Overall, I understand there are many difficulties when implementing an ORM, and often one has to compromise. On the other hand, the direct database access (e.g. ADO.NET) is plain and simple and has well defined interface (tabular results, data readers), so all code - no matter who and when writes it - is consistent. I don’t want to faced with too many choices whenever writing a database query. It’s too tedious and more than likely different developers will come up with different ways.
What are your rules of thumbs?
I use LINQ-to-Entities as much as possible. I also try and formalise to the lambda-form, as opposed to the extended SQL-style syntax. I have to admit to have had problems enforcing relationships and making compromises on efficiency just to expedite my coding of our application (eg. Master->Child tables may need to be manually loaded) but all in all, EF is a good product.
I do use EF's .Include() method for lazy-loading, which as you say, does require a string input. I find no problem with this, other than that of identifying the string to use which is relatively simple. I guess if you're keen on compile-time checking of such relations, a model similar to: Parent.GetChildren() might be more appropriate.
My application does require some "dynamic" queries to be performed, though. I have two ways of meeting this:
a) I create a mediator object, eg. ClientSearchMediator, which "knows" how to search for clients by name, etc. I can then put this through a SearchHandler.Search(ISearchMediator[] mediators) call (for example). This can be used to target specific data structures and sort results accordingly using LINQ-to-Entities.
b) For a looser experience, possibly as a result of a user designing their own query (using high level tools our application provides), eSQL is ideal for this purpose. It can be made to be injection-safe.
I don't have enough knowledge to address all of this, but I'll at least take a few stabs.
I don't know why you think ADO.NET is more consistent than Entity Framework. There are many different ways to use ADO.NET and I've definitely seen inconsistency within a single code base.
Entity Framework is currently a 1.0 release and it suffers from many 1.0 type problems (incomplete & inconsistent API, missing features, etc.).
In regards to Include, I assume you are referring to eager loading.
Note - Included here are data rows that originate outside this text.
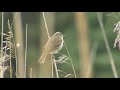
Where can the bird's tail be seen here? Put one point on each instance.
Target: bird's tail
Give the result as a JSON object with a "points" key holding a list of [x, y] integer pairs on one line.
{"points": [[42, 58]]}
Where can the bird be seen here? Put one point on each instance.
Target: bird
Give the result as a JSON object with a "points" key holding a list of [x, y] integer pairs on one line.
{"points": [[52, 46]]}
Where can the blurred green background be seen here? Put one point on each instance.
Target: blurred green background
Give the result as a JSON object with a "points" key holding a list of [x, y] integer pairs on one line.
{"points": [[65, 23]]}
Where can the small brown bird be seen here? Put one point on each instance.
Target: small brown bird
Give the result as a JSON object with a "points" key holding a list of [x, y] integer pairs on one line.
{"points": [[53, 45]]}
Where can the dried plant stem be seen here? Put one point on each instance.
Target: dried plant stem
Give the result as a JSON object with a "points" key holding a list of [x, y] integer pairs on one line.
{"points": [[107, 46], [30, 72], [26, 49], [1, 71], [70, 60], [46, 25], [10, 50], [54, 62]]}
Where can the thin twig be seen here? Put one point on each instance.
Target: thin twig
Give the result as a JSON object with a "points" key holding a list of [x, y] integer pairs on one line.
{"points": [[70, 60], [46, 25], [1, 75], [26, 49], [56, 70], [48, 36], [10, 49], [107, 46], [30, 72]]}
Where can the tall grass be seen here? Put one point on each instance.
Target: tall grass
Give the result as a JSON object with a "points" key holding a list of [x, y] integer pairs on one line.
{"points": [[112, 63]]}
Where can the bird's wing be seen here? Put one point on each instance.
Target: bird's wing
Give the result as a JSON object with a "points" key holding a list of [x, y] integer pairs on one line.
{"points": [[46, 44]]}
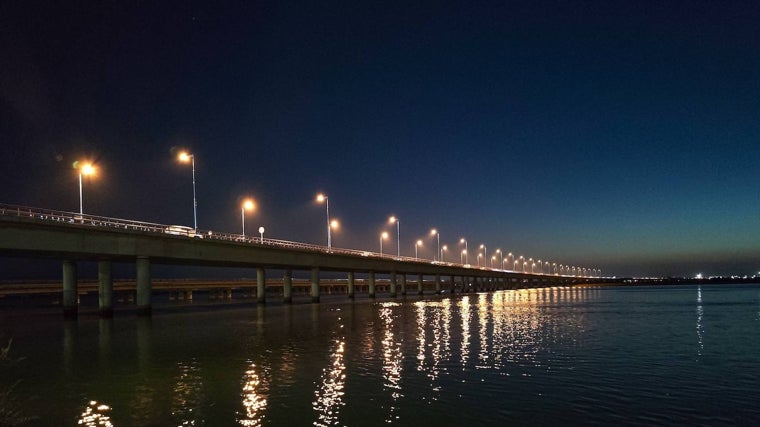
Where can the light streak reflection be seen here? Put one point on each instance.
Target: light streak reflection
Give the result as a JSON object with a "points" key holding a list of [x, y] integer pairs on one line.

Multiple people (outside of Microsoft) have developed solutions for getting "type safe" includes (try googling something like: Entity Framework ObjectQueryExtension Include). That said, Include is more of a hint than anything. You can't force eager loading and you have to always remember to call the IsLoaded() method to see if your request was fulfilled. As far as I know, the way "Include" works is not changing at all in the next version of Entity Framework (4.0 - to ship with VS 2010).
As far as executing the Linq query as soon as it's built vs. the last possible moment, that decision is situational. Personally, I would probably execute it as soon as it's built for the most part unless there was a compelling reason not to, but I can see other people going the opposite direction.
There are more mature ORMs on the market and Entity Framework isn't necessarily your best option. For the most part, you can bend Entity Framework to your will, but you may end up rolling your own implementation of features that come out of the box with other ORMs.